E’ uno dei personaggi chiave del processo, l’uomo inserito prima dell’arresto “nella crème della crème” della società reggiana, l’imprenditore che “se la fa con le forze dell’ordine e con i politici”. I virgolettati sono di Antonio Valerio, il collaboratore di giustizia che agli amici/nemici sotto processo sta facendo un servizio presumibilmente non gradito raccontando vita, morte e miracoli della loro storia.

Se Angelo Salvatore Cortese aveva tutto stampato nella memoria, Valerio ha tutto archiviato in migliaia di file e di pagine di carta. Un mare di informazioni inserite e custodite gelosamente negli anni in “tre, quattro o cinque computer” dei quali fornisce anche la password per accedere ai documenti protetti: “zoccola”.
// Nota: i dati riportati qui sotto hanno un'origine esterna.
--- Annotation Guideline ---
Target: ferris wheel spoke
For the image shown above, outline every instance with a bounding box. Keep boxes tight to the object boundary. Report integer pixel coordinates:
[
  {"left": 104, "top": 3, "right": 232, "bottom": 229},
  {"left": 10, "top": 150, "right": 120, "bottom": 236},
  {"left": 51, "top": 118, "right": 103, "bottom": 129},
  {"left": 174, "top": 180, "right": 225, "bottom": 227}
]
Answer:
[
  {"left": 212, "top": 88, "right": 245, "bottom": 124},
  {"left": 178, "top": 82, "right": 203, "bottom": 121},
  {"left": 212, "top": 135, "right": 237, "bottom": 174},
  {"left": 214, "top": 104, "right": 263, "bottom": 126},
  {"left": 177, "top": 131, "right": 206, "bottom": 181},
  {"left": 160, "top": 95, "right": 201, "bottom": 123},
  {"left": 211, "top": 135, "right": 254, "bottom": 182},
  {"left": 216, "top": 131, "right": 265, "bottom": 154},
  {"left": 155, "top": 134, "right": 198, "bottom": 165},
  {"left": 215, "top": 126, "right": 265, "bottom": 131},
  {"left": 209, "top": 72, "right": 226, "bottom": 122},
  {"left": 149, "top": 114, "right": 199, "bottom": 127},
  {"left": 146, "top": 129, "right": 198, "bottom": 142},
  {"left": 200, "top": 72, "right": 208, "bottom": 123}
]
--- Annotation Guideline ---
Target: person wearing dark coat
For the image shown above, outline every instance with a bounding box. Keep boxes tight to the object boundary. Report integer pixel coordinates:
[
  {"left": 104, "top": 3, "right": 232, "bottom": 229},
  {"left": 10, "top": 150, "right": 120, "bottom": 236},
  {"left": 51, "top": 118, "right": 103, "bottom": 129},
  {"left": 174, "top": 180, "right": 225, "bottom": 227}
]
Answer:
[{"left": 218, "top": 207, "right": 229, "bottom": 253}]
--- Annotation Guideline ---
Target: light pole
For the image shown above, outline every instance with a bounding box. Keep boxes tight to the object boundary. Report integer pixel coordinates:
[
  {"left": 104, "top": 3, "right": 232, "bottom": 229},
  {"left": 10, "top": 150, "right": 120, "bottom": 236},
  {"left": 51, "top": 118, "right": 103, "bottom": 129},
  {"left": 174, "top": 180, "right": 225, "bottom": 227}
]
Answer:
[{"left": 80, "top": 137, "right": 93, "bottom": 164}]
Poi ci sono decine di scatoloni che le forze dell’ordine hanno sequestrato all’interno di un condominio a Cavriago, accatastati dietro una Porsche che non manca mai nel garage di un arricchito della ‘ndrangheta. Non mancano neppure, nell’appartamento collegato al garage, altri status symbol come orologi di valore: Rolex, Cartier Pasha. Ma Valerio confessa che quei due sono solamente patacche, imitazioni degli originali. Sono assieme “all’orologio di Diabolik”, come lo chiama, molto utile perché registra audio e video durante una conversazione. E lui ne ha tante, di registrazioni.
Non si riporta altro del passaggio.